Running Mate Blog

By Karin Caifa in Atlanta

Barack Obama is taking his message for the people directly to the people. So while five of his rivals for the Democratic nomination prepped to face off at an AARP forum in Davenport, Iowa, Thursday evening, Obama was about 800 miles east in Atlanta.

The Illinois senator skipped the debate to speak to a crowd of about 2,000, riffing about the racial tensions in Jena, Louisiana, a controversial anti-war ad, and the need for change to the current climate in Washington.

Members of Thursday's crowd paid between $15-$25 for admission to the event, and waited about two hours for the candidate to speak. While waiting for the Illinois senator, the audience heard from Atlanta Hawks legend Dominique Wilkins (who, despite the NBA legend's support, Obama would later dub his "second-favorite dunker," behind Chicago's Michael Jordan) and R-and-B star Usher, among other Obama supporters.

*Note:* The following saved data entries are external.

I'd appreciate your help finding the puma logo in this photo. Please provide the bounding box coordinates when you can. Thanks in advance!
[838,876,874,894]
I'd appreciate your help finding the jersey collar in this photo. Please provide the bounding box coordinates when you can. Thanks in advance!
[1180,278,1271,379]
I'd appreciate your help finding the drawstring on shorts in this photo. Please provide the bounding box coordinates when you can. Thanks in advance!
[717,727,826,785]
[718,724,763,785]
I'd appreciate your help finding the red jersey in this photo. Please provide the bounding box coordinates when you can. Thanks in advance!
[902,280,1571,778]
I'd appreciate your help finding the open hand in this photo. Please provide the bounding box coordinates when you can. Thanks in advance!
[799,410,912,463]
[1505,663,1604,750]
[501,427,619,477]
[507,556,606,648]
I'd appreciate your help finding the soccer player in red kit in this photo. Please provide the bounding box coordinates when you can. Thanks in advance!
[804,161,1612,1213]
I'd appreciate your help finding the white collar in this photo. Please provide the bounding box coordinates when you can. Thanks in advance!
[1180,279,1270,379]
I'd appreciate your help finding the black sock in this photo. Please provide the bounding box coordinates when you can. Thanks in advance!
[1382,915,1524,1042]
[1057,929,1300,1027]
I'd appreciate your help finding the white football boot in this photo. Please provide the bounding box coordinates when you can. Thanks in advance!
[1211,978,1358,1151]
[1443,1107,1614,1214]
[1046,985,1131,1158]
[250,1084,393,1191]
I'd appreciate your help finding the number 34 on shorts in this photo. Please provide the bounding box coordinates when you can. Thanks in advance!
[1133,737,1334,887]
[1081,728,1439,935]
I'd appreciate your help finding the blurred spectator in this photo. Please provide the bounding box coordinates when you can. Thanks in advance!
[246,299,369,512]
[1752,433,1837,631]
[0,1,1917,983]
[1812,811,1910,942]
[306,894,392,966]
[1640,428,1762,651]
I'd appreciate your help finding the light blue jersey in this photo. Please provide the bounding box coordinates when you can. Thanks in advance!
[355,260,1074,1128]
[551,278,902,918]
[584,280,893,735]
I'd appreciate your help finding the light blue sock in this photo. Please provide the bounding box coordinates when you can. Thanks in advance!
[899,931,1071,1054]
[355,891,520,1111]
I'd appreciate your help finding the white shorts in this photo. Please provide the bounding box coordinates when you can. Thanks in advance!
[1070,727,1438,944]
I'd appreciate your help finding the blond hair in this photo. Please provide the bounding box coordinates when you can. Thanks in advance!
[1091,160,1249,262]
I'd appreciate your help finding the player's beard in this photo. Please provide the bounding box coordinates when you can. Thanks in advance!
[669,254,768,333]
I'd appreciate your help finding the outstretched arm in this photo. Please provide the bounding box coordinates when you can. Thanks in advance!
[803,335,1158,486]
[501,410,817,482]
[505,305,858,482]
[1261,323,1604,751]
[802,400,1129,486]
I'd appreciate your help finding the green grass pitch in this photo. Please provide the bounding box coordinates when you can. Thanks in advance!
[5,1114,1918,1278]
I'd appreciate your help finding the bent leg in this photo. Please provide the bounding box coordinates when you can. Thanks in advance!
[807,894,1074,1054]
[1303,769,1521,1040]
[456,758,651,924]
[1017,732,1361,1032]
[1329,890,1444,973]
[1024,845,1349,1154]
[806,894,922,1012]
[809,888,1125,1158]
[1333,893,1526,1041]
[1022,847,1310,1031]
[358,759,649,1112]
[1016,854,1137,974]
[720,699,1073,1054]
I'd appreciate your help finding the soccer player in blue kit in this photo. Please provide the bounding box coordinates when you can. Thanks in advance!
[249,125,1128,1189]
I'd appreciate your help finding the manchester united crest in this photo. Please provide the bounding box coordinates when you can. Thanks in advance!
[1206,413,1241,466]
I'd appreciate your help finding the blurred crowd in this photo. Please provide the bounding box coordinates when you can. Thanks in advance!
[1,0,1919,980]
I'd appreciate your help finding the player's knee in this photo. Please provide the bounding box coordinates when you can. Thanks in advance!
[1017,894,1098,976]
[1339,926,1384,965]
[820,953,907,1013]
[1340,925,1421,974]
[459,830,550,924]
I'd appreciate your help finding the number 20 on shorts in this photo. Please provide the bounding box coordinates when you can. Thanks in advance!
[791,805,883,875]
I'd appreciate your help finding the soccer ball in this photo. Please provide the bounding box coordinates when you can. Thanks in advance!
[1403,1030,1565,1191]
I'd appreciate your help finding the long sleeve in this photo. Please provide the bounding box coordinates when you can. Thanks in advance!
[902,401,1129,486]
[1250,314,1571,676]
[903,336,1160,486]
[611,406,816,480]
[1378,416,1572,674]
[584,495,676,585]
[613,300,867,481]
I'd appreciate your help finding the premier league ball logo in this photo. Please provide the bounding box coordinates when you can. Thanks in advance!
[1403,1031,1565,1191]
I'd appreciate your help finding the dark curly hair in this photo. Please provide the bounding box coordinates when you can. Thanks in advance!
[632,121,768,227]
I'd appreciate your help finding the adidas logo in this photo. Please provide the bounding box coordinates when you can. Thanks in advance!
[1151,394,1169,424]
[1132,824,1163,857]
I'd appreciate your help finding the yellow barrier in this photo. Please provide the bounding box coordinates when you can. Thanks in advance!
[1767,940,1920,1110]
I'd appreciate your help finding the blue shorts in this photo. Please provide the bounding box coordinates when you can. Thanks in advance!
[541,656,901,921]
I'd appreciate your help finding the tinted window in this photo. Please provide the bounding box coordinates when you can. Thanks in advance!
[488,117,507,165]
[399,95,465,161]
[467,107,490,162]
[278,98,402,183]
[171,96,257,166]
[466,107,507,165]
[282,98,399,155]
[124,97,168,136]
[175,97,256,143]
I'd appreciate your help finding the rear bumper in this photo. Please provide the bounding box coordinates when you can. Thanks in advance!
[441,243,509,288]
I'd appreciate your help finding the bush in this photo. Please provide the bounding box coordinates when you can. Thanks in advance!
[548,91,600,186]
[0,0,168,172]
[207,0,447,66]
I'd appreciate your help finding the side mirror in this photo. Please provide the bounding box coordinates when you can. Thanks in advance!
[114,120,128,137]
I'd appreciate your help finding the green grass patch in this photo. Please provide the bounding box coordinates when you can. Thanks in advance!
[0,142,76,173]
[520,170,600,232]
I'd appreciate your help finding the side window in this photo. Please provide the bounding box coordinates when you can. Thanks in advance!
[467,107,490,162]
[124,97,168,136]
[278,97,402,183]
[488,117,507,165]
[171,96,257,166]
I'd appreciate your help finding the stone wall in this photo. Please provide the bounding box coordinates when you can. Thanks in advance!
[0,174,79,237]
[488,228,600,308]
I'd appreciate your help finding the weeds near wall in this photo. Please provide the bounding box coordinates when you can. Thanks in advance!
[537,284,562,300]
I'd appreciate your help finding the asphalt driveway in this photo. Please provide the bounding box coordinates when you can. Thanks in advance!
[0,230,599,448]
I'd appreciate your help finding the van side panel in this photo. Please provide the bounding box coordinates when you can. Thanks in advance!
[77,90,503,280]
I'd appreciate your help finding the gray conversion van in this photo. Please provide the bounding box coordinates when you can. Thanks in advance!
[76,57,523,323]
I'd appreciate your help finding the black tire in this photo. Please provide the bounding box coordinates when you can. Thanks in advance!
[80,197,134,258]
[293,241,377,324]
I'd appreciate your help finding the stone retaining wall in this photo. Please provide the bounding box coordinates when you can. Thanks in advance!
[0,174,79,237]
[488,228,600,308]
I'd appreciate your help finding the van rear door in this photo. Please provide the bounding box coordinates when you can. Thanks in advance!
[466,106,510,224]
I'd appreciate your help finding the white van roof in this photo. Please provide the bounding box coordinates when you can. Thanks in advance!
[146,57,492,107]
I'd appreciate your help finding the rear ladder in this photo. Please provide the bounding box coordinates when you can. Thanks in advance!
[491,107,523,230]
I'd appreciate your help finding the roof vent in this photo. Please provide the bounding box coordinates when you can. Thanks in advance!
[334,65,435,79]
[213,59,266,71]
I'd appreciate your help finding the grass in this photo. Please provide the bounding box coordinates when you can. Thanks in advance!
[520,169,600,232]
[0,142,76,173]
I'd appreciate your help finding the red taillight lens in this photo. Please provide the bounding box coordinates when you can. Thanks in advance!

When Obama finally took the stage, sporting a tie but with his shirt sleeves rolled up, he made multiple references to the "Jena Six," the group of black high school students charged with attempted murder in Jena, Louisiana. A contingent of about a dozen or so students in the audience wore t-shirts showing their support for the young men. Earlier in the week the Rev. Jesse Jackson, an Obama supporter, criticized the candidate for not using his high-profile position to bring attention to the matter and other situations like it. On Thursday Obama said the Jena case is just one of many injustices that go unnoticed in this country every day.

"It's not to excuse violence," Obama said of the schoolyard brawl in the Louisiana town. "What people are asking for is simply that the system of justice is fair."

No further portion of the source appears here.